Went out with a friend last night, just for a couple glasses of wine. It was nice, a lovely warm evening, felt like typical summer. We sat outside, and talked and talked, lol. It was good to get out, and not be left alone with my thoughts again.
The struggle was easier yesterday, I was in a place of acceptance, thanks to the gongs. Sound healing is beginning to reach a standing in the scientific community. Which well it should. Everything vibrates, everything is vibration. Gongs match the human vibration on a cellular level, and they seem to know where to go, what you need to deal with, and allow it to happen. It can be painful as it comes up, not just emotionally, but sometimes physically. I have had joint issues, etc, that were painful during the gongs, but so much better after. One night my carpal tunnel was killing me during the gong bath, but that night I slept with absolutely no pain, no sleeping pills, nothing. And sometimes, it is emotional pain that comes up…and is allowed to heal, like Friday night.
So much healing is available.
Anyway, the gray skies have cleared to sunny, clear, but breezy. A sailor’s dream. I think I’ll be home today, making jewelry. Except to run out to the store, and get the bagels for my son that I forgot yesterday. I looked at my checking account balance this morning, lol.
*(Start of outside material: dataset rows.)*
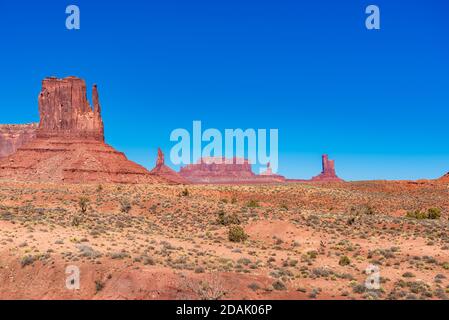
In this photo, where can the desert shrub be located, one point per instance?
(199, 270)
(76, 220)
(27, 260)
(83, 202)
(125, 206)
(226, 219)
(279, 285)
(344, 261)
(237, 234)
(432, 213)
(252, 204)
(99, 285)
(362, 210)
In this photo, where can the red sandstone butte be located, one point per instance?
(162, 170)
(13, 136)
(221, 170)
(69, 144)
(328, 174)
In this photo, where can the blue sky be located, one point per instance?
(376, 101)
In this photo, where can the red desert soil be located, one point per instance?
(152, 241)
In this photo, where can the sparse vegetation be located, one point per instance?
(237, 234)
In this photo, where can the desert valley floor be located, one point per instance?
(305, 241)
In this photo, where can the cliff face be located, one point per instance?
(328, 173)
(69, 144)
(14, 136)
(65, 111)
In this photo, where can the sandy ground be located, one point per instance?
(303, 241)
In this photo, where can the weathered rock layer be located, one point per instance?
(162, 170)
(69, 144)
(328, 173)
(13, 136)
(225, 171)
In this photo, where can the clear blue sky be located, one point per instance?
(376, 101)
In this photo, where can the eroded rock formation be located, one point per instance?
(65, 111)
(13, 136)
(227, 171)
(328, 173)
(70, 146)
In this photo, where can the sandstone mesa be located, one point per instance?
(69, 145)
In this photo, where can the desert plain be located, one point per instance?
(277, 241)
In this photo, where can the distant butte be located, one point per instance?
(162, 170)
(219, 170)
(328, 173)
(69, 144)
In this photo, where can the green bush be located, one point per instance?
(125, 206)
(226, 219)
(344, 261)
(252, 204)
(83, 203)
(237, 234)
(432, 213)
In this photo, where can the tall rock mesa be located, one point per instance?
(65, 111)
(328, 173)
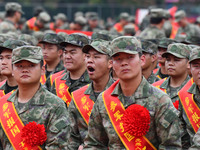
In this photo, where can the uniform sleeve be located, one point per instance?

I need to get some new things on my jewelry site, and make some money….Probably sit on my deck, it’s my favorite place to do it. I have so much stuff, that has been sitting idle, not made because of my issues with my hand. But that’s now resolved, so I think I’ll get creative today and see what comes up.
I’ll be alone today, all day…my son is working, then has a date…he’ll be gone until late. I hope that the voices in my head stay still, and let me be, lol. It’s easier not to think about “things” when his chaotic energy is in the house. Young, effusive, righteous, lol. places to go, people to see, things to do…..
Love and light all, have a peaceful Sunday.